Aggregation of protein folding intermediates is a critical issue encountered in protein refolding for the production of recombinant proteins, so inhibiting protein aggregation is essential for enhancing in vitro protein refolding yield. Recently, it was found that like-charged ion-exchange particles were highly efficient for suppressing the aggregation, leading to a significant increase in protein refolding yields (G.-Z. Wang, X.-Y. Dong, Y. Sun, Biotechnol. Bioeng. 2011, 108, 1068).
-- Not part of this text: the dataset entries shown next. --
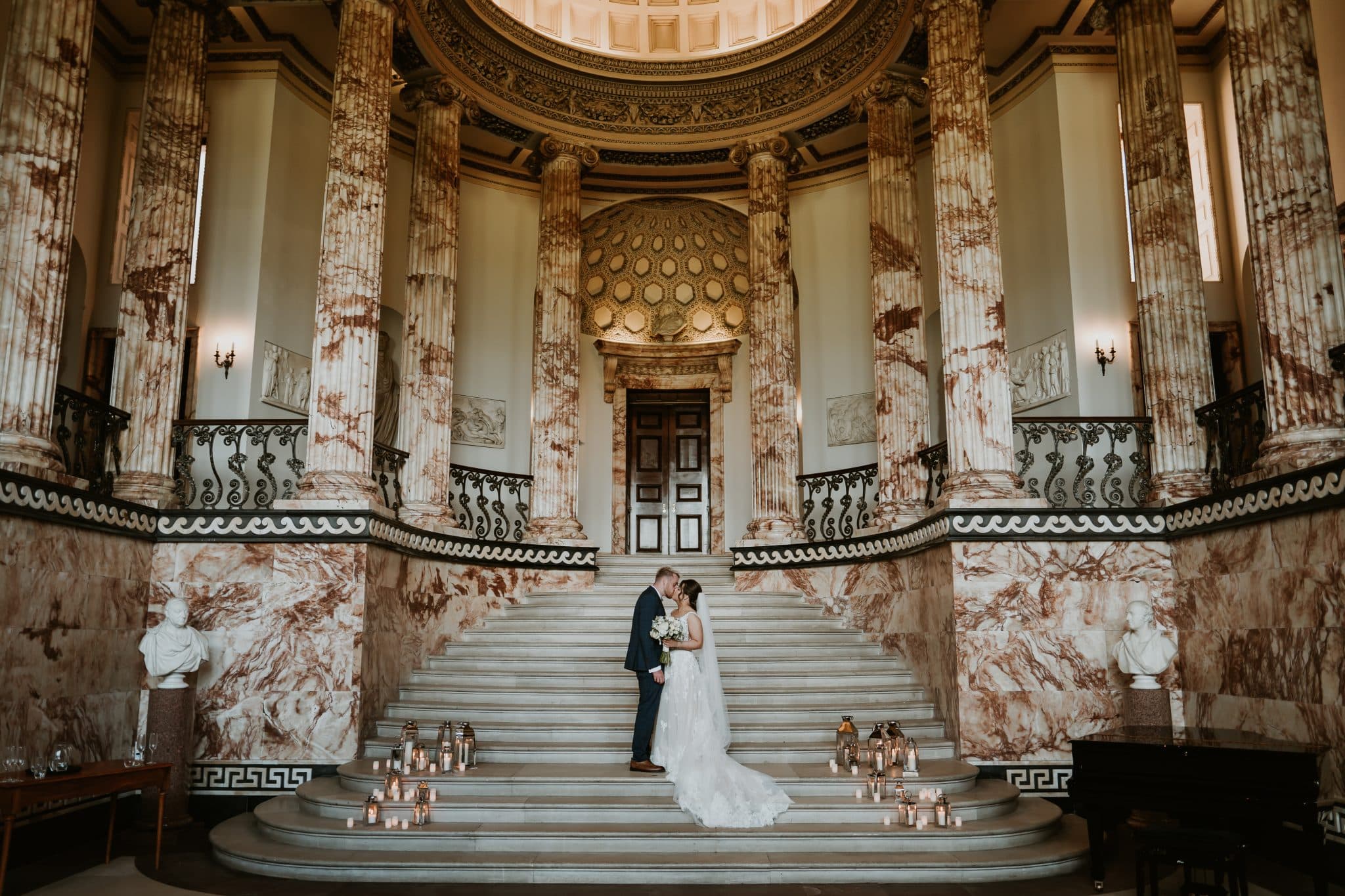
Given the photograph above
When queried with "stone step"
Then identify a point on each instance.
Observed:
(763, 626)
(583, 730)
(583, 637)
(612, 779)
(474, 694)
(794, 662)
(612, 675)
(745, 752)
(241, 845)
(820, 717)
(284, 821)
(328, 798)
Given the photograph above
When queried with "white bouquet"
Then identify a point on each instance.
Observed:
(666, 628)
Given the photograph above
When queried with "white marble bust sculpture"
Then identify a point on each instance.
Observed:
(173, 648)
(1143, 652)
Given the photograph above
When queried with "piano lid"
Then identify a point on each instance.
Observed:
(1225, 738)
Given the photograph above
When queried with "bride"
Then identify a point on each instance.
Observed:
(692, 735)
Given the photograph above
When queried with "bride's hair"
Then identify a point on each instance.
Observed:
(692, 589)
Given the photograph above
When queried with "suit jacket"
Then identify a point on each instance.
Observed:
(645, 652)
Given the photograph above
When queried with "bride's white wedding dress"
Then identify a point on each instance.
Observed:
(692, 738)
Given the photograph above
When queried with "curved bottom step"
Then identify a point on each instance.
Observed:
(241, 845)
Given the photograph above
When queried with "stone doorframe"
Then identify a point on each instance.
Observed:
(689, 366)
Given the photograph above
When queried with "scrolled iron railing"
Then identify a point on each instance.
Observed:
(491, 504)
(1072, 463)
(237, 465)
(88, 431)
(838, 503)
(1235, 426)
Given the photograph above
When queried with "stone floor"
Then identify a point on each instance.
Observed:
(188, 870)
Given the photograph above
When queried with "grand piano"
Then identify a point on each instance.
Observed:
(1222, 778)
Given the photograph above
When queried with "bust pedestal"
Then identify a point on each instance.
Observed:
(173, 712)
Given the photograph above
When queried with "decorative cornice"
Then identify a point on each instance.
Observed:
(776, 147)
(623, 104)
(1300, 492)
(888, 88)
(43, 500)
(441, 91)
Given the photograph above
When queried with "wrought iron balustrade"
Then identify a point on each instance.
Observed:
(1235, 426)
(1059, 459)
(237, 465)
(88, 431)
(491, 504)
(387, 472)
(838, 503)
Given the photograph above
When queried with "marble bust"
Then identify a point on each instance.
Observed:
(173, 648)
(1143, 652)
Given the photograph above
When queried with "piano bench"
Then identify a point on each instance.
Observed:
(1222, 852)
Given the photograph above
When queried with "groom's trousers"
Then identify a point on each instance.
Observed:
(650, 694)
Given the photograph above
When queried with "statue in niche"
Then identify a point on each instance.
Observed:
(385, 394)
(1143, 652)
(173, 648)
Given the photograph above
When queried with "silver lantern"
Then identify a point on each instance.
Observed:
(848, 742)
(877, 752)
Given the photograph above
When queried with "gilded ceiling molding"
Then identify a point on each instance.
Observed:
(622, 104)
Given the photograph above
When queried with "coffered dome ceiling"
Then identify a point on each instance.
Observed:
(662, 28)
(646, 102)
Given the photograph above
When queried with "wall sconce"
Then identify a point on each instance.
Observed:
(1105, 358)
(227, 362)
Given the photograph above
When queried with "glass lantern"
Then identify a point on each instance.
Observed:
(467, 752)
(393, 785)
(410, 734)
(877, 752)
(848, 742)
(896, 743)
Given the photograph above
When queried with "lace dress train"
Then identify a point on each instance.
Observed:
(708, 785)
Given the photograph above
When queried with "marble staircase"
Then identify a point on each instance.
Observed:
(553, 802)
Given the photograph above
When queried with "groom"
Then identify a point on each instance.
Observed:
(642, 657)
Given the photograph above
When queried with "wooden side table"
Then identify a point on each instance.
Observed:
(95, 779)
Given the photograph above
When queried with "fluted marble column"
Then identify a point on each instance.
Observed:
(427, 395)
(556, 345)
(1169, 285)
(1292, 222)
(341, 412)
(975, 363)
(46, 74)
(147, 372)
(900, 373)
(775, 435)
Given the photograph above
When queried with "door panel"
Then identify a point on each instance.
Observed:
(669, 472)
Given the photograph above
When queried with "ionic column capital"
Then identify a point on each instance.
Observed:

The working mechanism of like-charged resin was proposed to be the formation of spatially oriented alignment of protein molecules induced by the repulsion of protein dipoles by the like-charged surfaces. This maximizes the electrostatic repulsion between protein molecules and leads to the inhibition of protein aggregation. This work was designed to examine this hypothesis. All-atom (AA) models of positively charged and neutral surfaces were constructed, while a dipeptide, KL, with a net charge of +1e (2 positive charges and 1 negative charge) at pH 7, was utilized to mimic a protein molecule that has an uneven surface charge distribution with an electric dipole. Two peptide molecules were equilibrated in an aqueous solution, and then placed over a surface to investigate their molecular behaviors (steric alignment and distribution) and molecular interactions by molecular dynamics simulation. It is found that both the peptide molecules are excluded from the like-charged surface within a few nanoseconds. During this process, oriented alignment forms immediately after the beginning of the simulation. Namely, the electric dipoles become perpendicular to the charged surface with the negatively charged end facing the surface. Moreover, inter-molecular interaction energy reveals the increase of electrostatic repulsion between the two orientedly aligned peptide molecules. By contrast, neither oriented alignment nor increase of electrostatic repulsion between two dipeptides is observed near the neutral surface. This work has thus demonstrated that charged surface can induce oriented alignment of like-charged peptide molecules, leading to the increase of electrostatic repulsion between peptide molecules, which would inhibit protein aggregation in a protein folding process as observed in experiments.